6. Pengadilan Pajak merupakan Pengadilan tingkat pertama dan
terakhir dalam memeriksa dan memutus Sengketa Pajak.
7.
Putusan Pengadilan Pajak merupakan putusan akhir dan mempunyai
kekuatan hukum tetap.
Pengadilan pajak mempunyai tugas dan wewenang
memeriksa dan memutus sengketa pajak, yakni:
a.
Banding atas keputusan keberaran.
b.
Gugatan atas pelaksanaan penagihan pajak atau keputusan
pembetulan.
Pengadilan pajak juga mempunyai tugas mengawasi kuasa hukum yang
memberian bantuan hukum kepada pihak-pihak yang bersengketa dalam sidang
pengadilan pajak (Dewi Karnia Sugiharti, 2005:72).
Pengadilan pajak yang diatur dalam UU No. 14
Tahun 2002 ini bersifat khusus menyangkut acara penyelenggaraan persidangan
sengketa perpajakan yaitu:
1.
Sidang peradilan pajak pada prinsipnya dilaksanakan terbuka,
namun dalam hal tertentu dan khusus guna menjaga kepentingan pemohon Banding
atau tergugat, sidang dapat dinyatakan tertutup, sedangkan pembacaan putusan
Hakim Pengadilan Pajak dilaksanakan dalam sidang yang terbuka untuk umum.
2. Penyelesaian sengketa pajak memerlukan tenaga-tenaga Hakim
khusus yang mempunyai keahlian di bidang perpajakan dan berijasah Sarjana Hukum
atau sarjana lain.
3.
Sengketa yang diproses dalam pengadilan pajak khusus menyangkut
sengketa perpajakan.
4. Putusan Pengadilan Pajak memuat penetapan besarnya pajak
terutang dari wajib pajak, berupa hitungan secara teknis perpajakan, sehingga
wajib pajak langsung memperoleh kepastian hukum tentang besarnya Pajak terutang
yang dikenakan kepadanya.

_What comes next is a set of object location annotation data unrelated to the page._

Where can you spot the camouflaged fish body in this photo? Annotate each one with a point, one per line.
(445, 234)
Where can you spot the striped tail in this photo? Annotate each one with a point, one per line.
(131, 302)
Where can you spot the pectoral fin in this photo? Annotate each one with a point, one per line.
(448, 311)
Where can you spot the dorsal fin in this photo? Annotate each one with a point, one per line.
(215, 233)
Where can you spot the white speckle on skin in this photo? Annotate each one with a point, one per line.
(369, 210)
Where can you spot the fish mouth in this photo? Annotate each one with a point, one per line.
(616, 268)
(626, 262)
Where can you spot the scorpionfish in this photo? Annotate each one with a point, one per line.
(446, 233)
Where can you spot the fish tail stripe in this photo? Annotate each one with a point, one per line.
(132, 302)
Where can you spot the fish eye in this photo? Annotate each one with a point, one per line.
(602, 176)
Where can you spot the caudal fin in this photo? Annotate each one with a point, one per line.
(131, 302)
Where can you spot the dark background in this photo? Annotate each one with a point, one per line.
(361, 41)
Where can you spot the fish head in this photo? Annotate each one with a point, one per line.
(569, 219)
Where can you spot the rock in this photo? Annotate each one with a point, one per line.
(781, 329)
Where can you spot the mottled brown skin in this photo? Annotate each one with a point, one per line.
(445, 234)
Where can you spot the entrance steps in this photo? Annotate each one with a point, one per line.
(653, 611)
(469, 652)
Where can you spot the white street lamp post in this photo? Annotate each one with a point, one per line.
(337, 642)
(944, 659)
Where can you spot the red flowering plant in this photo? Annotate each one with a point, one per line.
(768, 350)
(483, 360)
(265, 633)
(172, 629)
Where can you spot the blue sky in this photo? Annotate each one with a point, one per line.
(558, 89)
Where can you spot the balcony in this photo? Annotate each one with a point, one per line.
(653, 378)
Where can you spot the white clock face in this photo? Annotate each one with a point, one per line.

Sebagai akibatnya jenis putusan pengadilan pajak ,
disamping jenis-jenis putusan yang umum diterapkan pada peradilan umum, juga
berupa mengabulkan sebagian, mengabulkan seluruhnya, atau menambah jumlah pajak
yang masih harus dibayar (Wiratni Ahmadi, 2006:55).
Pengadilan pajak merupakan pengadilan tingkat
pertama dan terakhir dalam memeriksa dan memutus sengketa pajak (Pasal 33 UU
No. 14 Tahun 2002). Sehingga putusan pengadilan pajak tidak dapat diajukan
kasasi kepada Mahkamah Agung, kecuali hanya wewenang untuk memeriksa peninjauan
kembali (PK), sebagaimana diatur dalam Pasal 89 UU No. 14 Tahun 2002.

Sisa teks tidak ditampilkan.